Surfacing a cut and filleting all around ?

 From:  Michael Gibson
5215.10 In reply to 5215.1 
Hi Guy, and re: booleans - like Pilou if you have a hole in your object making it an open surface rather than a closed volume, then the booleans will behave differently, you are trying to work in this case with a now open surface since you basically "un-solidified" it when you did a trim on it initially instead of a boolean.

See here for some more information on boolean behavior with open surfaces:
http://moi3d.com/forum/index.php?webtag=MOI&msg=5195.14

If you want to use the booleans you usually need your base object to be a solid, and then they will work like you were expecting.

So your initial steps for creating this object would go like this - start with your base solid like so:



Then go to the 2D front view and draw in your curve cutting shape like this:



This looks like this in the 3D view now - it does not matter at what depth level the ellipse happens to be at:



Now, you do NOT need to do any more preparation work - if you're doing stuff like projecting curves on to surfaces and doing trims, that's all a bunch of extra work that you can just skip, instead let the booleans do all that work for you!

To get the final result, just select your solid here, and run Construct > Boolean > Diff, select the 2D ellipse curve as the cutting object and you will then get this result right away:



Check out the attached 3DM file for these objects - it's all set to boolean just run boolean difference and use the ellipse as the cutting object and you're done!

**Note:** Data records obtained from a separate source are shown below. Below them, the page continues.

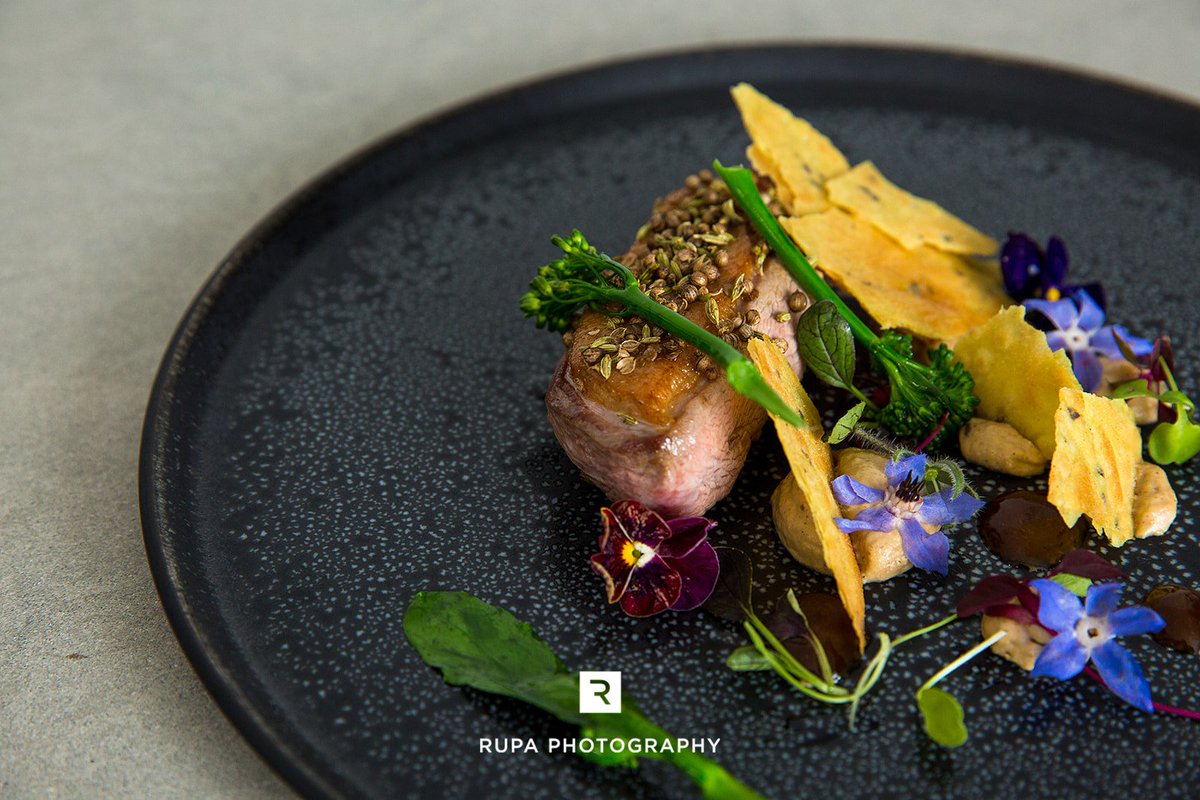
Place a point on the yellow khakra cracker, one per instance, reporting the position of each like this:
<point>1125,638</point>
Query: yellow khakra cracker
<point>1017,376</point>
<point>813,470</point>
<point>925,292</point>
<point>910,220</point>
<point>1095,464</point>
<point>797,156</point>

By the way these methods of doing booleans to cut solids with 2D curves is covered in the introductory video tutorials, if you have not watched them before it's probably a good idea to go over those, they will help get you going easier:
http://moi3d.com/2.0/docs/tutorials.htm

Basically if you just want to do simple "drill a hole with a 2D profile", and you have a solid as your base object, just draw in your 2D curve and then do a boolean operation and that handles a bunch of work for you - the booleans handle extruding the 2D shape into a "side wall" cutting object, trimming things and throwing away the right pieces, and then joining those pieces back into a solid so that's a lot of individual steps that you don't have to do when you use the booleans.

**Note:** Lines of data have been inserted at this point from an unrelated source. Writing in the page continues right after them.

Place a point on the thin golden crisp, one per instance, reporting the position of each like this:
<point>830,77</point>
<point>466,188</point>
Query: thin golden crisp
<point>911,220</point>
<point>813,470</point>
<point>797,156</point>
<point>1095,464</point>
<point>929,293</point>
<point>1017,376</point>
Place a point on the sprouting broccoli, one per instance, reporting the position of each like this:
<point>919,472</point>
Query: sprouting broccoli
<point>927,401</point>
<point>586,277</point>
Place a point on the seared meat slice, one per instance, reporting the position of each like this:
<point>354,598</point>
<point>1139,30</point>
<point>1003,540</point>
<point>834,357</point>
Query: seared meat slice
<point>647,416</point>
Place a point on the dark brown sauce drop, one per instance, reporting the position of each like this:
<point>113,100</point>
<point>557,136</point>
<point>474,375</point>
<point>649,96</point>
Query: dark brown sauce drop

It looks like you were previously trying to do a bunch of those steps manually, maybe including even projecting the curve onto the solid before trimming with it? Even that projection step would be extra actually since Trim also has built in projection in it, you usually only need to do projection manually if you want to use the curves for some other purpose than cutting, like if you want to build some sweeps with them as rails or things like that. So there are probably a whole lot of extra steps that you were doing which are not necessary at all.